Kurginyan: The world is God-forsaken for Protestants, but not for Russians

10.04.2021, Moscow.

The difference between Orthodox and Protestant civilizations is rooted in the view of the world as being forsaken by God, said the leader of the Essence of Time movement, political scientist Sergey Kurginyan on April 5 on the Evening with Vladimir Solovyov program on Russia One channel.

The fundamental difference between Protestant and Orthodox Christian civilization is the idea of whether the world is forsaken by God or not, noted Kurginyan. “Right here, right now, in this world – in this glass of water, in these trees – is God there? Or has God left the world and gone off to who knows where, which means the world is God-forsaken, and anyone can have its way with it as he pleases?” – explained the political scientist.

We can’t even imagine how this abstract and hard to grasp thesis changes everything – it changes the essence of civilization, changes its way of existence, changes the language, mentality, how it goes into the depths of the human personality,” emphasized Kurginyan.

Protestants believe that God is somewhere far off, not in this world, while to the Russian civilization God is always present, always here.

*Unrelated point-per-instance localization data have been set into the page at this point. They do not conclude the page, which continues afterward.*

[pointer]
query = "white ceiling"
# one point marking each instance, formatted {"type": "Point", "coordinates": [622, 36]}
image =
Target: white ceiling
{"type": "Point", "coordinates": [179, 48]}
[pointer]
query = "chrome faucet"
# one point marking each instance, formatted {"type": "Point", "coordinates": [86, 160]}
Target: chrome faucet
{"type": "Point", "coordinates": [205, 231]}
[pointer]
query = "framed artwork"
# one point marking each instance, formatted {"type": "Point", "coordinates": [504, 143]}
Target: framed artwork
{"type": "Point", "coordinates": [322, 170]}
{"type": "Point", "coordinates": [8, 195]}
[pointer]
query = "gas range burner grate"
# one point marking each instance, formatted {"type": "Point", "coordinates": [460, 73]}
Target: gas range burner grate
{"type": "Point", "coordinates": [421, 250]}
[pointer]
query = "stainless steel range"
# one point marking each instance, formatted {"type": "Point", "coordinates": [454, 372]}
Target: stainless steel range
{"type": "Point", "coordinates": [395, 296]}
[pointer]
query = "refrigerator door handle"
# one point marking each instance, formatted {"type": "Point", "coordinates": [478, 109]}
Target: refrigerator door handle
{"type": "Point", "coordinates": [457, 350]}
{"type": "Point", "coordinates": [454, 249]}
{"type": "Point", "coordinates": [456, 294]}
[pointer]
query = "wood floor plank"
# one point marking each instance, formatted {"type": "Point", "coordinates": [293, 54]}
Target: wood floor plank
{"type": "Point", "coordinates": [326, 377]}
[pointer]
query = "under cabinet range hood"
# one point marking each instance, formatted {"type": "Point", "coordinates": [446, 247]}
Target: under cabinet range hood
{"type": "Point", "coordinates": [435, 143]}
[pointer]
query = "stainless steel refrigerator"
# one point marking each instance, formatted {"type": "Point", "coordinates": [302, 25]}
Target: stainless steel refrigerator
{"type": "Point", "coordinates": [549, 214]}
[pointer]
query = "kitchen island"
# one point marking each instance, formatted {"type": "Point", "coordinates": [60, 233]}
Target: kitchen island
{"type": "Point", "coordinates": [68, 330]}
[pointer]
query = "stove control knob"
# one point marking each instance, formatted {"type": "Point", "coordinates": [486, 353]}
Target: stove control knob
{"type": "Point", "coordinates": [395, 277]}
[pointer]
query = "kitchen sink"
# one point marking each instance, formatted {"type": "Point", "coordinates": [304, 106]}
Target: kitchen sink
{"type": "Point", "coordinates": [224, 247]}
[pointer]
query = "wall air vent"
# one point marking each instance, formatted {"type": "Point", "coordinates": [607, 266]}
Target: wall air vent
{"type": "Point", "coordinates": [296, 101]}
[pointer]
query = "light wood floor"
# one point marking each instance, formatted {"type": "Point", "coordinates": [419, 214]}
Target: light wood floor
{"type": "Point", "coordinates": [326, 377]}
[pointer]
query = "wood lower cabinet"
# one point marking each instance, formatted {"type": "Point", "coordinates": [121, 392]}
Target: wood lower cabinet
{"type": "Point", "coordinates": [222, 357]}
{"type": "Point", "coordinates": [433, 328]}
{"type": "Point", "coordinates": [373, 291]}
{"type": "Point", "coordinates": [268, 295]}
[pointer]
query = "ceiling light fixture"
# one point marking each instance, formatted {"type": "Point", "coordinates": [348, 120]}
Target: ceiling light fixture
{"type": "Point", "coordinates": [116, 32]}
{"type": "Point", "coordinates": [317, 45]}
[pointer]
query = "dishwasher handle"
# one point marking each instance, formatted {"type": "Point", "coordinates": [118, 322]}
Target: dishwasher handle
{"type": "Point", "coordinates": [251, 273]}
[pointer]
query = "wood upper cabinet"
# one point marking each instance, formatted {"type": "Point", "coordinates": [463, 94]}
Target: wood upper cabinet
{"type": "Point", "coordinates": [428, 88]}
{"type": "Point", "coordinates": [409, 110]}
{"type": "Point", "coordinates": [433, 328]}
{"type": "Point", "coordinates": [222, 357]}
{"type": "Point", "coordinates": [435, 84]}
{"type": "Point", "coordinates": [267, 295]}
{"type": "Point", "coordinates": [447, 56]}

The sense that spirituality is present and surrounds us, or, as they say in science, the immanent and the transcendental are connected, and the transcendental is present in the immanent (the transcendental is the spiritual), it is here, in a birch grove permeated with sunlight. And this will not disappear from the Russian soul,” believes the leader of the Essence of Time movement.

According to Kurginyan, the issue of the death of God is resolved in the West – that God is absent from the world. “Whether they called it pantheism, according to a Russian philosopher Lev Karsavin, or something else, there is still a huge difference,” concluded the political scientist.